Thesis Advisor: Anthony Baughn

Year entered: 2013

Degrees received:
B.S., University of Wisconsin, LaCrosse, WI, 2010
M.S., Boston University ,Boston, MA, 2013

Honors and awards:

  • MICaB Student Service Award 2016
  • MICaB Student Rep 2016-present
  • 3 Minute Thesis People’s Choice Award 2016
  • Young Scientist Travel Award 2016
  • Mycobacteria Research Lab’s Outstanding Poster 2016


Research:
Mycobacterium tuberculosis, the causative agent of tuberculosis, is responsible for an estimated 1.5 million deaths annually. Although an effective treatment regimen exists, its implementation is challenging because it involves a minimum of six months of therapy with drugs that are associated with adverse reactions. These factors contribute to complications that have been implicated in the emergence of drug-resistant strains of M. tuberculosis. para-Aminosalicylic acid (PAS), is used to treat drug-resistant M. tuberculosis infections. PAS is thought to disrupt folate metabolism by inhibition of dihydrofolate reductase (DfrA), although the precise
mechanism for inhibition is still unresolved. We have shown that PAS is bioactivated to hydroxyl-dihydrofolate and which we found inhibits DfrA via a slow tight binding mechanism. The ability of PAS to disrupt folate metabolism is supported by the identification of molecular resistance mechanisms associated with mutation of genes involved in folate metabolism, namely folC (encoding dihydrofolate synthase) and thyA (encoding a non-essential thymidylate synthase). The biochemical mechanism(s) that govern PAS resistance associated with these mutations is still unknown.

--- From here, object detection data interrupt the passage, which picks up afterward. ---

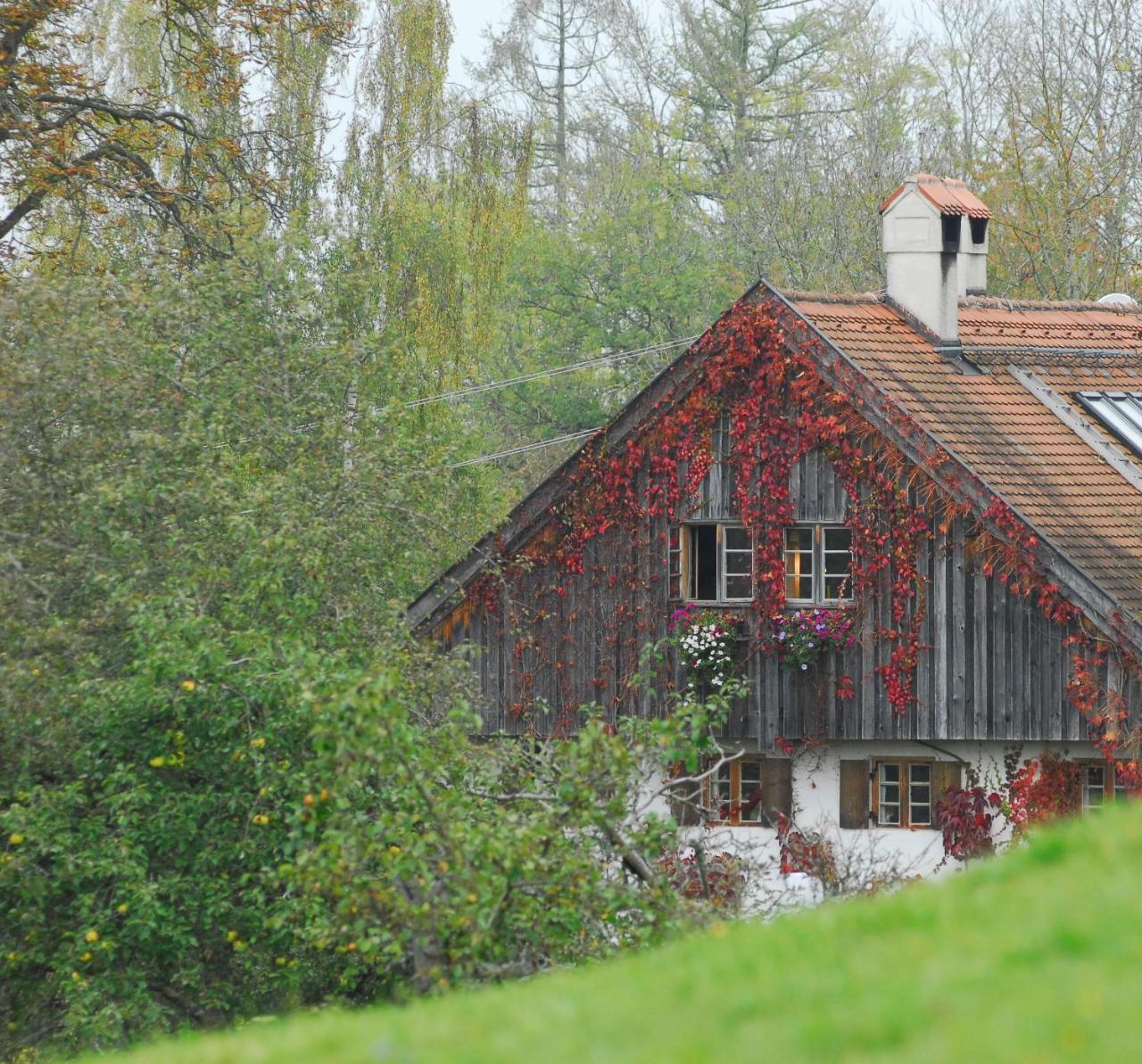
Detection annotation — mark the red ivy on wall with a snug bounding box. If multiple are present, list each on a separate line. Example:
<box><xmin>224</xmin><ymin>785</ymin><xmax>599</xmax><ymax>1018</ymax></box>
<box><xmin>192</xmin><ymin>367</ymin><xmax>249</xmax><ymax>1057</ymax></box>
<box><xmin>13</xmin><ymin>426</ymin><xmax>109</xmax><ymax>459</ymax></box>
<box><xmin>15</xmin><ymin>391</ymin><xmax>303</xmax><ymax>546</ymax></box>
<box><xmin>468</xmin><ymin>301</ymin><xmax>1137</xmax><ymax>755</ymax></box>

We have shown that genes involved in para-aminobenzoic acid (PABA) synthesis are up-regulated in folC resistant mutants suggesting that increased PABA biosynthesis maybe the biochemical basis for FolC linked resistance. Elucidating the mechanisms that govern the biochemical susceptibility and resistance of M. tuberculosis to existing anti-tubercular agents will facilitate the discovery of new therapeutic approaches to shorten treatment times and counter drug-resistance.

Publications:

  • Minato, Y., Thiede, J., Kordus, S.L., McKlveen, E., Turman, B.J., and Baughn A. 2015. Mycobacterium tuberculosis folate metabolism and the mechanistic basis for para-aminosalicylic acid susceptibility and resistance. Antimicrobial Agents and Chemotherapy. 59:5097-106.
  • Thiede, J.M., S. L. Kordus, B. J. Turman, J. A. Buonomo ,C. C. Aldrich, Y. Minato and A. D. Baughn. 2016. Targeting intracellular p-aminobenzoic acid production potentiates the anti-tubercular action of antifolates. (Submitted).